Selective Functionalized Pt nanoparticles on WS2 by Atomic Layer Deposition for Enhancing Recovery and Responsivity of NO2 Gas Sensor

Abstract

The need for gas sensing of trace amounts of NO2, which could cause damage to human respiratory system, has attracted great interest for environmental monitoring and health protection. Especially, two-dimensional transition metal dichalcogenides (2D TMDCs) based gas sensors have shown outstanding gas sensing properties even at room temperature owing to its high surface-to-volume ratio.
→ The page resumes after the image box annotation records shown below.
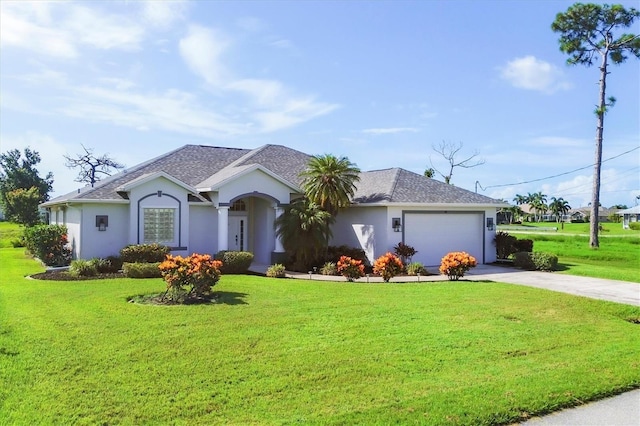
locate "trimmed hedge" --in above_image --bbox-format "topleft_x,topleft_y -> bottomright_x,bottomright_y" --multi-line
513,239 -> 533,253
214,250 -> 253,274
122,262 -> 162,278
513,251 -> 558,271
267,263 -> 286,278
69,259 -> 98,277
120,243 -> 171,263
However, 2D TMDCs based gas sensors have several issues such as poor recovery rate due to chemisorbed gas molecules (NO2) at defects such as dangling bonds or grain boundaries (GBs) and low response. [1] In order to solve this problem, functionalization of 2D TMD surface has been widely studied using noble metals such as Pt, Pd, Au.[2] Among them, Pt nanoparticles (Pt NPs) is known to be effective materials for enhancing the NO2 sensing properties due to its greater electronic or chemical sensitization effect than that of other noble metal NPs. [3] For synthesis of Pt NPs, conventional methods such as PVD and hydrothermal method could attribute to agglomeration of NPs which could lead to incomplete recovery and formation of undesirable current path of sensor. So, in this study, we selectively functionalized Pt NPs on defects of tungsten disulfide (WS2) using atomic layer deposition (ALD) which could easily control distribution of NP. The Pt functionalized WS2 gas sensor showed 6 times higher response and higher recovery rate (~93.2%) than those of pristine WS2 based gas sensor, respectively.